From: What is the impact of intellectual property rules on access to medicines? A systematic review

Theme

Author(s), date and reference number

Study Type/Methodology

Key relevant findings

Comparative country studies

Cockburn et al. 2014 [81]

Retrospective econometric study to determine how patent and price control policies, as well as economic and demographic factors, affect the speed and scope of diffusion of new pharmaceutical products across countries.

Price regulation delays launch, while longer and more extensive patent rights accelerate it. Longer, and stronger, patent protection powerfully accelerates diffusion of new drugs. Controlling for economic and demographic factors, moving from a regime of no product patents to a long product patent term reduces launch lags by about 55%. Process patents also promote faster launch, but the impact is not as large as for product patents. Importantly, the impact of policy regimes holds equally for low- and middle-income countries as for high-income countries.

 

Lanjouw 2005 [82]

Retrospective econometric study to determine how legal and regulatory policies affect whether new drugs are marketed in a country, and how quickly.

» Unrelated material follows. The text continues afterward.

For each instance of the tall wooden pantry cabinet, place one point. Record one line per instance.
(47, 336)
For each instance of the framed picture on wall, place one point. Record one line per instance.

Less than one-half of the new pharmaceutical molecules that are marketed worldwide are sold in any given country, and those that are sold are often available to consumers in one country only 6 or 7 years after those in another. Both price regulation and IP rights influence these outcomes. A stronger patent regime is associated with more of the drug launch in a country being done by the originator firm. Overall, two-thirds of all drug launches and three-quarters of blockbuster launches are done by the originator firm.

 

Watal and Dai 2019 [83]

Retrospective econometric study to investigate how the introduction of product patents in pharmaceuticals affects the likelihood of pharmaceutical firms to launch new and innovative medicines in those markets. Also looks at how much patent owners or generic pharmaceutical firms adjust their prices to local income levels.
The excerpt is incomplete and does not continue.